La Suisse, pays de défense des droits humains, ne peut
se permettre de risquer la vie et les moyens de subsistance des plus
vulnérables. Nous lançons un appel aux associations, syndicats, ONGs, institutions,
collectifs citoyens, et à tous ceux qui défendent les droits humains pour
qu’ils se
prononcent
contre l’injustice à laquelle nous, travailleuses sans papiers et nos familles,
sommes
soumises. Nous
vous appelons à soutenir nos revendications, listées ci-dessous :
-
Révision et assouplissement des
critères de régularisation pendant cette crise sanitaire mondiale.
-
Arrêt de la criminalisation des
personnes sans permis de séjour.
-
Respect des droits humains et fondamentaux.
-
Respect et application des
droits des enfants.
-
Obligation pour les employeurs de verser intégralement le salaire prévu avant le confinement
et pendant toute la durée de la crise.
-
Arrêt de la criminalisation et
dépénalisation des personnes qui se montrent solidaires et apportent leur aide
aux personnes sans permis de séjour.
-
Droit au subside cantonal
d’assurance maladie pour les adultes sans statut légal et accès aux soins garanti.
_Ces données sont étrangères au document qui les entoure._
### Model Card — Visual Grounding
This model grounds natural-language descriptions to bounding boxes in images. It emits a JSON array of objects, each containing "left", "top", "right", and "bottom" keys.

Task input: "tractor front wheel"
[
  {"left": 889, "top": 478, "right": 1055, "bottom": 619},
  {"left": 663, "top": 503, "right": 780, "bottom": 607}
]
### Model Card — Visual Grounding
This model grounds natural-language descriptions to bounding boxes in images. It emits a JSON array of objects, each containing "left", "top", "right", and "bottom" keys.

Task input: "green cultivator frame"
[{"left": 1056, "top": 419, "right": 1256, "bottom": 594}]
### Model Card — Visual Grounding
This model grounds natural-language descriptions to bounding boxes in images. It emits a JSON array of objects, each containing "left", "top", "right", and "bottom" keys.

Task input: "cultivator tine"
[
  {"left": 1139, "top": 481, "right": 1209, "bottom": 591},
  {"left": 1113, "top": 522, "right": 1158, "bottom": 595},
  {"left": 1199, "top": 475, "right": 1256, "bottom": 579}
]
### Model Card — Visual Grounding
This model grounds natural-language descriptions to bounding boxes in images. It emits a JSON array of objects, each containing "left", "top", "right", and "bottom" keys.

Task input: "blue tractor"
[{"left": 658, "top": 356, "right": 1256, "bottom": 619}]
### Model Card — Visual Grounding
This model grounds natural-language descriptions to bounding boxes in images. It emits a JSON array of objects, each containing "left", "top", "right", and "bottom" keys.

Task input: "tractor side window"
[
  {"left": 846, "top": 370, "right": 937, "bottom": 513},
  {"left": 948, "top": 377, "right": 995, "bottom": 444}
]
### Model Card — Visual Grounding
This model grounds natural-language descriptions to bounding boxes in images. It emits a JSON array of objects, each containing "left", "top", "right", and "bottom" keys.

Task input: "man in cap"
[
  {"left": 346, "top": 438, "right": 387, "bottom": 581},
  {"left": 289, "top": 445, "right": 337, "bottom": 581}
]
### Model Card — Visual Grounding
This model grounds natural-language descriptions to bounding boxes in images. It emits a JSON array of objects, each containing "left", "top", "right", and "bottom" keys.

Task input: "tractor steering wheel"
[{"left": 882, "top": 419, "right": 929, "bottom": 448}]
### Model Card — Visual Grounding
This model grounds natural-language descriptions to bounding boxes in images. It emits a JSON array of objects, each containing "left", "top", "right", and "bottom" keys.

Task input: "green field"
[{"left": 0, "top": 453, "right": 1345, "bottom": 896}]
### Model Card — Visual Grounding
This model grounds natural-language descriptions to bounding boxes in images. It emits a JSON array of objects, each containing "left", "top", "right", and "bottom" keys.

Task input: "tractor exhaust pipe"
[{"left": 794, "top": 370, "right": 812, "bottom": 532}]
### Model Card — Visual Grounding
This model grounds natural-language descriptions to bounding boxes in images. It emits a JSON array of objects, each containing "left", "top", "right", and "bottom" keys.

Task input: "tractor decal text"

Où sont les valeurs d’un pays qui criminalise et punit la solidarité
? Nous les invisibles, les oubliées, les clandestines, les travailleuses, les
sans-droits, remercions toutes les personnes qui, sachant les risques, nous
soutiennent et nous aident en ces temps de crise. Parce que pendant que chaque
soir à 21h, la population applaudit et remercie tous les travailleurs et
travailleuses que jusqu’alors elle ne regardait même pas dans les yeux pour
dire bonjour, nous nous continuons de penser à comment payer les factures,
comment nous occuper de nos enfants, et comment survivre de jour en jour en
pleine incertitude.
Genève, avril
2020 (traduit de l’espagnol par le CCSI)
* Collectif de femmes sans-papiers de Genève
Nous
sommes un groupe de femmes de pays du tiers-monde, résidentes sans statut légal
en Suisse, travailleuses, mères et cheffes de famille. Le Collectif s’est formé
à l’occasion de la Grève des femmes de juin 2019, dans l’idée de créer un
réseau de soutien entre nous et de chercher à revendiquer nos droits
quasi-inexistants, avec l’appui du Centre de contact Suisses-Immigrés (CCSI).